He let out a low laugh, humorless but soft. “I’ve been worse.”
“That’s not comforting,” she murmured, still focused on his hand. She reached higher, cupping his cheek next, her fingertips grazing the cut at the corner of his mouth. His eyes fluttered shut briefly at the touch, the fight draining out of him with every second she held him.
For a moment, it felt like the world narrowed to just them, their breaths syncing in the quiet. Her hand lingered, his own rising to cover it.
His throat worked as he watched her. Her touch, her worry—it was undoing him. “You have no idea how much I needed to see you,” he admitted quietly.
Her eyes flicked up, wide and vulnerable. “You scared me,” she whispered. “When I couldn’t find you after everything—I thought—”
“I’m here,” he said firmly, cutting her spiral off before it could start. His other hand lifted on instinct, hovering like he wanted to touch her cheek but waiting for her to let him. “I’m not going anywhere.”
The air thickened between them, a heartbeat stretching too long, their faces tipping closer. Her gaze flicked to his mouth, his eyes dark and soft all at once. For a fraction of a second, it felt inevitable.
And then the bell rang.
They jumped apart like they’d been burned. Rachel’s cheeks flushed pink, her hand dropping quickly. She gave him a small, shy smile—fragile but real—before clutching her books tighter and hurrying down the hall.
Noah stayed against the wall, watching her go, his lips curving into the smallest, dazed smile despite the blood still on them.
That night, three different worlds fractured in silence.
Rachel walked home, Santana’s words echoing like a lifeline: He’s not the father. For the first time in weeks, she let herself believe it might be true.
Noah sat on the hood of his truck long after the sun dipped, knuckles throbbing, lip stinging, but all he could feel was her touch—her hand on his, her hand on his face. He clung to it like oxygen.
And Quinn stared at her reflection in the bathroom mirror, pale and hollow. The lie sat like a noose around her neck, guilt bleeding through every crack in her mask. She gripped the sink and told herself she could hold it. But her reflection whispered otherwise.

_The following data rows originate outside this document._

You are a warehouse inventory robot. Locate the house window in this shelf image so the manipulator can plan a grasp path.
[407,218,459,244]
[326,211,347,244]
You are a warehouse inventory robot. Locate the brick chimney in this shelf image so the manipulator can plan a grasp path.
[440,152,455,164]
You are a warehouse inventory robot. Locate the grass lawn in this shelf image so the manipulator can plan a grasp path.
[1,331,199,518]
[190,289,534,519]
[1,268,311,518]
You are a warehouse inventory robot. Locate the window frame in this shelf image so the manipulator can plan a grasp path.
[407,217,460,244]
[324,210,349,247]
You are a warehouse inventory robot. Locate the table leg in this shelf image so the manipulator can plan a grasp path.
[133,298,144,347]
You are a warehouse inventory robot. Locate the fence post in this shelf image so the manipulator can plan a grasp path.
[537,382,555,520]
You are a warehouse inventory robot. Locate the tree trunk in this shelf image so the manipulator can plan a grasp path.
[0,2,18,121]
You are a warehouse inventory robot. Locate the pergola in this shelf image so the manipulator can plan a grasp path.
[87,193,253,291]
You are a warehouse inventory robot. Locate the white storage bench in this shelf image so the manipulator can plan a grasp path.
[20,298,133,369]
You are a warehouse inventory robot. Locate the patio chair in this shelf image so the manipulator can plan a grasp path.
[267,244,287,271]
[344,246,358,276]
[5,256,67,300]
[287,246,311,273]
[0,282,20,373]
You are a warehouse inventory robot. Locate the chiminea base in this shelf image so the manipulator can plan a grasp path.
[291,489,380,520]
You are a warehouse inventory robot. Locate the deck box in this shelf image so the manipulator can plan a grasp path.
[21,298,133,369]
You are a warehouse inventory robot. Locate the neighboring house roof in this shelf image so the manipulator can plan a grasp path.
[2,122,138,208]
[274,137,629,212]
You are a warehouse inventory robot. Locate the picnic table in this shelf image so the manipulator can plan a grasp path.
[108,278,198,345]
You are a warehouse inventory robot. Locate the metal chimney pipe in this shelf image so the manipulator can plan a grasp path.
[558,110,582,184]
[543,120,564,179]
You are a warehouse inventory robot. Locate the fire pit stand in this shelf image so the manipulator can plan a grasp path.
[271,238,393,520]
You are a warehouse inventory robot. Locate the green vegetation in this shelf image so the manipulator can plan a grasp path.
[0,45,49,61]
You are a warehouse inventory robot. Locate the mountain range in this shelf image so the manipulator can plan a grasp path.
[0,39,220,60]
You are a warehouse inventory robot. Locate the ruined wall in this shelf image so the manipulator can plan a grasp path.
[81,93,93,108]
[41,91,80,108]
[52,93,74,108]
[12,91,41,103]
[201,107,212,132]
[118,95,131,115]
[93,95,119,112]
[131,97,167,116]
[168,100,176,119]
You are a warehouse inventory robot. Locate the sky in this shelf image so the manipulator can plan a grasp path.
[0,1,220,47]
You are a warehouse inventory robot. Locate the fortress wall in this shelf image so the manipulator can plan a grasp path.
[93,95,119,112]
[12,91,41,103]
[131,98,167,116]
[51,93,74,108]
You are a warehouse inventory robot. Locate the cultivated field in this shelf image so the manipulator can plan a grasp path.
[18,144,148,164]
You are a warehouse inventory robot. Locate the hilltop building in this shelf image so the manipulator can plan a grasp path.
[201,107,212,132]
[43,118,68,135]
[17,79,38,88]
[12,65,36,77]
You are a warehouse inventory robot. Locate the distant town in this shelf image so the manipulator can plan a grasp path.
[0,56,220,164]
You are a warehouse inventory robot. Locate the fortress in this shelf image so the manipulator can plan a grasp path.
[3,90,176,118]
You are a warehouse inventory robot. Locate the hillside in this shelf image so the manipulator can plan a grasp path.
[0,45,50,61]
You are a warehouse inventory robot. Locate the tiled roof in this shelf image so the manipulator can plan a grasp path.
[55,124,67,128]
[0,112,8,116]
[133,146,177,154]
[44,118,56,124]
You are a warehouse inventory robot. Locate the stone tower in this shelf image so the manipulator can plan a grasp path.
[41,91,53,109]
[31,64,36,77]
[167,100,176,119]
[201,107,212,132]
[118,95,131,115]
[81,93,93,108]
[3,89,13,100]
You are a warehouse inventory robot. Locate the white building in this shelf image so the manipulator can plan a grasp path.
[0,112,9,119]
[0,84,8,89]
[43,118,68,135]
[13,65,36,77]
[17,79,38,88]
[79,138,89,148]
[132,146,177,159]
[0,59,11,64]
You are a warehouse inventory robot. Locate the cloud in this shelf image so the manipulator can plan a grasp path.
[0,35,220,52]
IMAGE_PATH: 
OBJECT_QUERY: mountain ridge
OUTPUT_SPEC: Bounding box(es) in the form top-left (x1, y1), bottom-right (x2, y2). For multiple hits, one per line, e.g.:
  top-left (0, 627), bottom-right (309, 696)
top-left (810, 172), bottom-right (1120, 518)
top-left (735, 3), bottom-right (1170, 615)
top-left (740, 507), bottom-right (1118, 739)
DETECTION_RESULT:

Chapter 41: Chapter Forty-One: Shifting Ground
Chapter Text
The hallways of McKinley were louder than usual, buzzing with fragments of conversation that Rachel couldn’t quite catch but felt all the same. Eyes lingered on her, whispers ghosted in her wake, but instead of shrinking into herself, she held her head higher than yesterday. The bruises of words still lingered, but something inside her had begun to shift. Santana’s voice from the fight still rang in her ears: He’s not the father.
She clutched her books tighter, weaving past lockers until she spotted a familiar dark head by the stairwell. Santana. Rachel’s steps quickened before she could second-guess herself.
“Lopez,” she blurted, and her voice came out sharper, more desperate than she’d intended. Santana raised a brow, unimpressed, but didn’t walk away.
“Berry. Come to thank me for saving your boy’s ass yesterday?”
Rachel flushed but stood her ground. “I came to ask how you know. How do you know Quinn’s lying? Please—just tell me.”
For a moment, Santana just stared at her, arms folded, like she was measuring how much Rachel could handle. Then her smirk softened into something sharper. “Because I’ve got ears, Berry. And a brain. Quinn can’t keep her own story straight to save her life.”
Rachel’s chest tightened. “So you’re certain?”
“I wouldn’t have said it if I wasn’t.” Santana leaned closer, her voice dropping. “But let me make one thing clear: I’ll deal with Quinn. She won’t get away with this. You just… figure your shit out with Puckerman. Don’t let her wreck something that real.”
Rachel’s throat ached. For once, Santana’s bluntness didn’t sting—it soothed. She nodded, whispering, “Thank you,” before walking away, clinging to those words like a lifeline.
Across the school, Noah sat on a bench in the locker room, elbows on his knees, fists balled so tight his knuckles throbbed. Sam and Mike sat with him, giving him space until he finally broke the silence.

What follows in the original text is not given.